Object2Vec¶

The Amazon SageMaker Object2Vec algorithm.

class sagemaker.Object2Vec(role, train_instance_count, train_instance_type, epochs, enc0_max_seq_len, enc0_vocab_size, enc_dim=None, mini_batch_size=None, early_stopping_patience=None, early_stopping_tolerance=None, dropout=None, weight_decay=None, bucket_width=None, num_classes=None, mlp_layers=None, mlp_dim=None, mlp_activation=None, output_layer=None, optimizer=None, learning_rate=None, negative_sampling_rate=None, comparator_list=None, tied_token_embedding_weight=None, token_embedding_storage_type=None, enc0_network=None, enc1_network=None, enc0_cnn_filter_width=None, enc1_cnn_filter_width=None, enc1_max_seq_len=None, enc0_token_embedding_dim=None, enc1_token_embedding_dim=None, enc1_vocab_size=None, enc0_layers=None, enc1_layers=None, enc0_freeze_pretrained_embedding=None, enc1_freeze_pretrained_embedding=None, **kwargs)¶

Bases: sagemaker.amazon.amazon_estimator.AmazonAlgorithmEstimatorBase

Object2Vec is Estimator used for anomaly detection.
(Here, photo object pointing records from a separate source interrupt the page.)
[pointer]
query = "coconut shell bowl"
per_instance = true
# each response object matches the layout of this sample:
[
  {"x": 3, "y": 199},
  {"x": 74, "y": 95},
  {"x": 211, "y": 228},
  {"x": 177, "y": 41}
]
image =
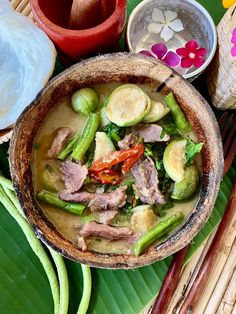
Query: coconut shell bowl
[{"x": 115, "y": 68}]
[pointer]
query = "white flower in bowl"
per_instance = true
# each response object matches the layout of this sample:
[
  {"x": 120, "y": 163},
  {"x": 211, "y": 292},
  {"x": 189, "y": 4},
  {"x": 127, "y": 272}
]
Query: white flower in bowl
[{"x": 167, "y": 24}]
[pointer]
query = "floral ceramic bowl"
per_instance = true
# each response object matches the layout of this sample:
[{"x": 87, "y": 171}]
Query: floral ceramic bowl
[{"x": 180, "y": 33}]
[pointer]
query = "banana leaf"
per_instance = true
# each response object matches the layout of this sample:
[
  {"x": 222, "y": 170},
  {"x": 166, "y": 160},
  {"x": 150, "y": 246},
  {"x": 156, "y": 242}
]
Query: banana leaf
[{"x": 23, "y": 284}]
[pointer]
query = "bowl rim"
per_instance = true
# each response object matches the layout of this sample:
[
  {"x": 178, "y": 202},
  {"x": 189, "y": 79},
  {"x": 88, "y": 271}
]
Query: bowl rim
[
  {"x": 175, "y": 242},
  {"x": 71, "y": 33},
  {"x": 196, "y": 4}
]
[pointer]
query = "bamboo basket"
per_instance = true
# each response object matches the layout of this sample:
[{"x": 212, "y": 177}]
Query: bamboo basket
[{"x": 221, "y": 76}]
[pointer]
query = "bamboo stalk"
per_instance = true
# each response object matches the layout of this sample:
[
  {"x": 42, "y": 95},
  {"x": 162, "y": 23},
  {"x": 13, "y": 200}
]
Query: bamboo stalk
[
  {"x": 188, "y": 275},
  {"x": 211, "y": 259},
  {"x": 229, "y": 299},
  {"x": 223, "y": 281}
]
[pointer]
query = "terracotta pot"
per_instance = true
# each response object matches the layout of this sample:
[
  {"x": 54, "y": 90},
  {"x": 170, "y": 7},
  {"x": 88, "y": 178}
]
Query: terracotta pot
[
  {"x": 124, "y": 68},
  {"x": 53, "y": 17}
]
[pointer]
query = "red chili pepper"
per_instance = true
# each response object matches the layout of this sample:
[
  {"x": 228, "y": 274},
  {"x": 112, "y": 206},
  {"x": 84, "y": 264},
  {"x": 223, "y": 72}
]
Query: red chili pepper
[
  {"x": 107, "y": 176},
  {"x": 114, "y": 158},
  {"x": 130, "y": 161}
]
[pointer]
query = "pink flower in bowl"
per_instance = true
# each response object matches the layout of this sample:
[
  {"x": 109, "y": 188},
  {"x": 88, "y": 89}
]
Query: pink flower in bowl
[
  {"x": 160, "y": 52},
  {"x": 191, "y": 55}
]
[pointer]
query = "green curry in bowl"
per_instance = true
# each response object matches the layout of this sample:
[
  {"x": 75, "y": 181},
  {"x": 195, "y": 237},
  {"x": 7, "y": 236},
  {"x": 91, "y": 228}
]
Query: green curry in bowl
[{"x": 115, "y": 168}]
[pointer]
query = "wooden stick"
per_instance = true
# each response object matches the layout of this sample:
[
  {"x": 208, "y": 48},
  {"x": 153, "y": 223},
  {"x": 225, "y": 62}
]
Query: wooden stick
[
  {"x": 223, "y": 281},
  {"x": 229, "y": 299},
  {"x": 170, "y": 281},
  {"x": 188, "y": 275},
  {"x": 205, "y": 270}
]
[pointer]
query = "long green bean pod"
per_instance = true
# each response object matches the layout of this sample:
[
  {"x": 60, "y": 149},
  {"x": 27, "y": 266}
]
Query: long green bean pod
[
  {"x": 158, "y": 231},
  {"x": 179, "y": 117},
  {"x": 35, "y": 245},
  {"x": 52, "y": 199},
  {"x": 63, "y": 281},
  {"x": 87, "y": 136},
  {"x": 6, "y": 183},
  {"x": 69, "y": 148},
  {"x": 87, "y": 282}
]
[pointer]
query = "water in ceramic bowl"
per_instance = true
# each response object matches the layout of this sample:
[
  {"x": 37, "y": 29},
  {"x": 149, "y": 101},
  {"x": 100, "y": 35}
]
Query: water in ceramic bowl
[{"x": 180, "y": 33}]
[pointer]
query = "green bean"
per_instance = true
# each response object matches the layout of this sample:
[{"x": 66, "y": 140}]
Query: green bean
[
  {"x": 6, "y": 183},
  {"x": 63, "y": 281},
  {"x": 179, "y": 117},
  {"x": 69, "y": 148},
  {"x": 36, "y": 246},
  {"x": 159, "y": 230},
  {"x": 87, "y": 282},
  {"x": 87, "y": 136},
  {"x": 53, "y": 199}
]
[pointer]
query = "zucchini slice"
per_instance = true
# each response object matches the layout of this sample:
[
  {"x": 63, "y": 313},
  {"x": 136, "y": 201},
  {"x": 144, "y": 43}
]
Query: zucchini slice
[
  {"x": 174, "y": 159},
  {"x": 104, "y": 145},
  {"x": 128, "y": 105},
  {"x": 157, "y": 112}
]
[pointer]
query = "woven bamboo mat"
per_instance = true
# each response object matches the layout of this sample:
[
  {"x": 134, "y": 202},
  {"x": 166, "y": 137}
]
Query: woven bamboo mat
[{"x": 220, "y": 292}]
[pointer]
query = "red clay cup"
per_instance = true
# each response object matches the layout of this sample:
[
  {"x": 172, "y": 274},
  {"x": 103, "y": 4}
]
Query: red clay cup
[{"x": 52, "y": 17}]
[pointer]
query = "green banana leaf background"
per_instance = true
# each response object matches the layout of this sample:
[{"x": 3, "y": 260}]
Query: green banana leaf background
[{"x": 24, "y": 288}]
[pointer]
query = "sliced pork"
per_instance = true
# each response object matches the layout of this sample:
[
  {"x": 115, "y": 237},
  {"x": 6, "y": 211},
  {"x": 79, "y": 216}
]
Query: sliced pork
[
  {"x": 73, "y": 175},
  {"x": 82, "y": 244},
  {"x": 62, "y": 134},
  {"x": 146, "y": 182},
  {"x": 107, "y": 216},
  {"x": 93, "y": 229},
  {"x": 98, "y": 202},
  {"x": 150, "y": 133}
]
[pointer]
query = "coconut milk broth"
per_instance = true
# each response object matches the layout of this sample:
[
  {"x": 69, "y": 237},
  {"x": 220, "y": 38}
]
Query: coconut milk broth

This Estimator may be fit via calls to fit(). There is an utility record_set() that can be used to upload data to S3 and creates RecordSet to be passed to the fit call.

After this Estimator is fit, model data is stored in S3. The model may be deployed to an Amazon SageMaker Endpoint by invoking deploy(). As well as deploying an Endpoint, deploy returns a RealTimePredictor object that can be used for inference calls using the trained model hosted in the SageMaker Endpoint.

Object2Vec Estimators can be configured by setting hyperparameters. The available hyperparameters for Object2Vec are documented below.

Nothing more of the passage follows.